The revised Cotonou agreement
Towards a more flexible and effective EU support!
The revised Agreement significantly improves the principles of aid programming. The programming and management of development strategies will put in practice the principles of aid effectiveness which will require substantial efforts for the EU and its Member States to improve their coordination and harmonise their support to ACP States' development strategies. At the same time, in light of the unexpected crisis of the last decade, the revision of the Cotonou Agreement brings more flexible tools to progress towards achieving solid results in the fight against poverty, which remains the primary objective of the Partnership Agreement.
1 Aid Programming
- Principles of Aid Effectiveness: The revised Cotonou Agreement sets the principles of aid effectiveness at the heart of the programming exercise. Ownership, alignment, harmonisation, results oriented management and mutual accountability are now guiding ACP-EC development cooperation. The principles of aid effectiveness become fundamental principles (Art.2) of the Cotonou Agreement.
- Three distinct levels of programming are harmonised under the revised Cotonou. Country, regional and intra-ACP levels of programming are subject to the aid effectiveness principles. Therefore, programming shall be based strategy papers that take into account joint programming and division of labour. As regards the implementation of the strategy, an indicative multiannual programme which will integrate the commitments of other donors, in particular from the EU Member States.
- Participatory approaches are developed. Non-State actors, national parliaments and local authorities will participate to the preparation of the national and regional development strategies and on the occasion of the annual, mid-term and end-of-term reviews.
2 Increased flexibility to address unforeseen needs
- The allocation for unforeseen needs is reinforced and its use is made more flexible through the creation of a B-envelope at regional level (Annex IV Art.9.2b)). Natural disasters and emergency situations are increasingly taking place across borders. Reacting and mobilising means at regional level will be quicker and more efficient in case of humanitarian, emergency and post emergency situations.

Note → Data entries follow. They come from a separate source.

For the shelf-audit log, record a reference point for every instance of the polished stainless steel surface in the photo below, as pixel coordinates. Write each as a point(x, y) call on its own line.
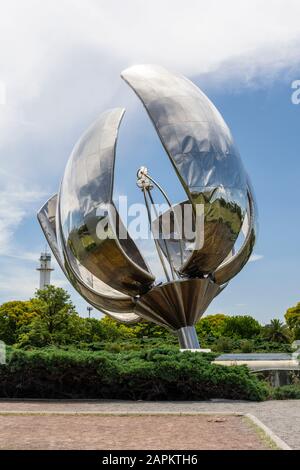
point(178, 303)
point(85, 200)
point(106, 267)
point(96, 292)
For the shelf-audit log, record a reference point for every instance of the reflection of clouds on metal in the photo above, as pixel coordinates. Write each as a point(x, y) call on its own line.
point(109, 270)
point(2, 93)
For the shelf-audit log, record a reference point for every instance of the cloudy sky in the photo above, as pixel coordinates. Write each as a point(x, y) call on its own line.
point(60, 63)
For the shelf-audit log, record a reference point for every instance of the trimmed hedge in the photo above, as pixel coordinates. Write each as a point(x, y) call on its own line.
point(155, 374)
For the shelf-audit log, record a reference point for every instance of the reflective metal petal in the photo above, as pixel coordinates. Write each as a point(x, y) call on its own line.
point(95, 291)
point(235, 263)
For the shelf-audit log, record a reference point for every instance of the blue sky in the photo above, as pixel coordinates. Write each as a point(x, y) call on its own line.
point(60, 66)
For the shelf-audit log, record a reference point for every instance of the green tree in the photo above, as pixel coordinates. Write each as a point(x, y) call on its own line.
point(14, 315)
point(292, 318)
point(241, 327)
point(277, 332)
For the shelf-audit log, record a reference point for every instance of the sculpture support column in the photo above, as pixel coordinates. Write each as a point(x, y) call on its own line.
point(188, 338)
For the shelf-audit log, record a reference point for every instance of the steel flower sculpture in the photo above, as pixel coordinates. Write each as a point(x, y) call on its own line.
point(108, 269)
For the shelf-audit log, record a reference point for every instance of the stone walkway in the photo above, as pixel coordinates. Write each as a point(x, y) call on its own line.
point(281, 416)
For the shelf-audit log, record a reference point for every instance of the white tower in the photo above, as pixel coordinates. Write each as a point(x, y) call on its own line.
point(45, 269)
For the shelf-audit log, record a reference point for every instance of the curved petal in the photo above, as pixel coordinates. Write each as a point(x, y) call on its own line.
point(234, 264)
point(201, 149)
point(87, 218)
point(93, 290)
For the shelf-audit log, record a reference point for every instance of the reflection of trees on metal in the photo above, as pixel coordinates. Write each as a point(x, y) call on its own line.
point(110, 272)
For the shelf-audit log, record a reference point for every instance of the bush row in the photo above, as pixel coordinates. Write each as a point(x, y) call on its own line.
point(154, 374)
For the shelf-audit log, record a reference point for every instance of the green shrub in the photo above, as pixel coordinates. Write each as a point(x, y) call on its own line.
point(153, 374)
point(286, 392)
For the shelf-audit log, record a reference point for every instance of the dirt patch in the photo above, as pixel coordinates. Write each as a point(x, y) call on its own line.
point(127, 432)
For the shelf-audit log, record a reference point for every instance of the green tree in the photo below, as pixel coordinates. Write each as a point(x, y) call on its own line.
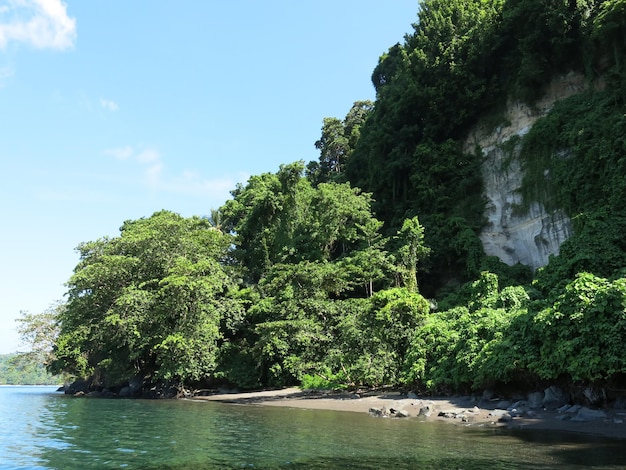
point(338, 140)
point(148, 302)
point(412, 250)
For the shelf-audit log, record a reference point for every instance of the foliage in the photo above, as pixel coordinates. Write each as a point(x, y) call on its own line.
point(147, 302)
point(315, 275)
point(24, 369)
point(583, 330)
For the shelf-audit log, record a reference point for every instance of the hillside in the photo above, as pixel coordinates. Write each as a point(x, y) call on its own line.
point(463, 231)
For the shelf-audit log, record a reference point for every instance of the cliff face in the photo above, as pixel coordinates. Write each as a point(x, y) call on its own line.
point(528, 237)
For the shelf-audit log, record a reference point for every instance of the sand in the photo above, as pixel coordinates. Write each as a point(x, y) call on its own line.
point(464, 411)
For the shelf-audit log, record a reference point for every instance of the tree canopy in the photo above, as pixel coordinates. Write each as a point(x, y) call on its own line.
point(365, 267)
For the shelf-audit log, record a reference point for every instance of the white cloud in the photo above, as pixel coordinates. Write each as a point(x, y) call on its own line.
point(148, 156)
point(44, 24)
point(5, 73)
point(108, 104)
point(121, 153)
point(155, 176)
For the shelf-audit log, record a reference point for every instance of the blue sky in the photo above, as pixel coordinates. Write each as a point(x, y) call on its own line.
point(113, 110)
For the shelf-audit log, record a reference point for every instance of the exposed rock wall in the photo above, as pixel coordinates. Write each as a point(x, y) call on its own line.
point(531, 236)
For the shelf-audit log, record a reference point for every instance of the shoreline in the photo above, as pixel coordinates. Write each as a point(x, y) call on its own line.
point(464, 411)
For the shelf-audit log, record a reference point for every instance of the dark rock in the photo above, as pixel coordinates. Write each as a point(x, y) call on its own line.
point(620, 403)
point(136, 385)
point(379, 412)
point(503, 404)
point(426, 411)
point(587, 414)
point(505, 418)
point(535, 399)
point(554, 398)
point(594, 396)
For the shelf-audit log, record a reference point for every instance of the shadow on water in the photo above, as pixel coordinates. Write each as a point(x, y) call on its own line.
point(576, 449)
point(68, 433)
point(327, 463)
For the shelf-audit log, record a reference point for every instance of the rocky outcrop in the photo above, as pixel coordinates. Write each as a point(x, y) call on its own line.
point(514, 235)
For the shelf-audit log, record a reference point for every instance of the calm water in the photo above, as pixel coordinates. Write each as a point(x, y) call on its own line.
point(41, 429)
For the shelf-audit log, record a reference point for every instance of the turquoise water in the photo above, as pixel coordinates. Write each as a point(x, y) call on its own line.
point(41, 429)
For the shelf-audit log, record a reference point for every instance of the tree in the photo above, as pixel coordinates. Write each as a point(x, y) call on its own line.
point(412, 250)
point(148, 302)
point(39, 331)
point(338, 140)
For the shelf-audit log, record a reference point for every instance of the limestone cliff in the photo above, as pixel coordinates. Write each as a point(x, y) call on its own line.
point(528, 237)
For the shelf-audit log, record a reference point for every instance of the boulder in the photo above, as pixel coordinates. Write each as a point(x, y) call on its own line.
point(535, 400)
point(379, 412)
point(594, 395)
point(587, 414)
point(554, 398)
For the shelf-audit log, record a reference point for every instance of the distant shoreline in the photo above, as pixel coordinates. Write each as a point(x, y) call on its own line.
point(461, 411)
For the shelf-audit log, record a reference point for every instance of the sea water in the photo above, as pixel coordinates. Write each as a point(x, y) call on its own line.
point(44, 429)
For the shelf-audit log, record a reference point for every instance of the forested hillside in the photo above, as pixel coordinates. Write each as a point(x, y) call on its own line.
point(365, 268)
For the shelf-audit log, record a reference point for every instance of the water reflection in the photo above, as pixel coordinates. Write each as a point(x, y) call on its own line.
point(68, 433)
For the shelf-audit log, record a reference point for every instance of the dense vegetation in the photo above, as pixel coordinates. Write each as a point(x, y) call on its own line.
point(320, 274)
point(16, 369)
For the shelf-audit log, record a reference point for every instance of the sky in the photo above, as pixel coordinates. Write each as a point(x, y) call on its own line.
point(114, 109)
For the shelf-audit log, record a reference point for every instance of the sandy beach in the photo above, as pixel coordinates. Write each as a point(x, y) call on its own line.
point(463, 411)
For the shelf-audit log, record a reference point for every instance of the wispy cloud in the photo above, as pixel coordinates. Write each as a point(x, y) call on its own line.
point(108, 104)
point(44, 24)
point(5, 73)
point(154, 174)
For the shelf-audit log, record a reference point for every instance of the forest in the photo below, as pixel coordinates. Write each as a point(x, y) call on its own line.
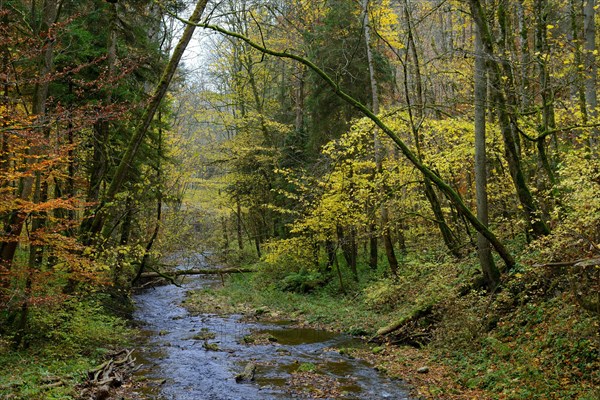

- The revised Cotonou also paves the way for the reform of the FLEX mechanism (Art.60, 68). To this end, Articles 60 and 68 have been amended. For more flexibility, vulnerability to exogenous shocks replaces fluctuations of export earnings and dependence on agriculture and mining. The concept of exogenous shocks encompasses a large number of situations, such as an international economic crisis.
- Crisis and post-crisis situations (Art. 72-73) are redefined to make humanitarian, emergency and post-emergency interventions quicker and more efficient. The definition of crisis is extended to cover situations of fragility. In line with the European consensus on humanitarian aid, climate change, environmental degradation, access to energy and natural resources are also anticipated to provoke crisis situations justifying humanitarian, emergency and post-emergency interventions. Importantly, post emergency assistance aiming at rehabilitation and linking short-term relief with longer term development programmes.
- In view of the numerous natural disasters and economic shocks faced by ACP States, it was necessary to ensure adequate flexibility to the ACP development strategies. Therefore, the grounds justifying ad hoc reviews (Annex IV Art.3.4, 9.4, 14.2) have been further defined, to cover crisis situations, exogenous shocks and debt relief initiatives.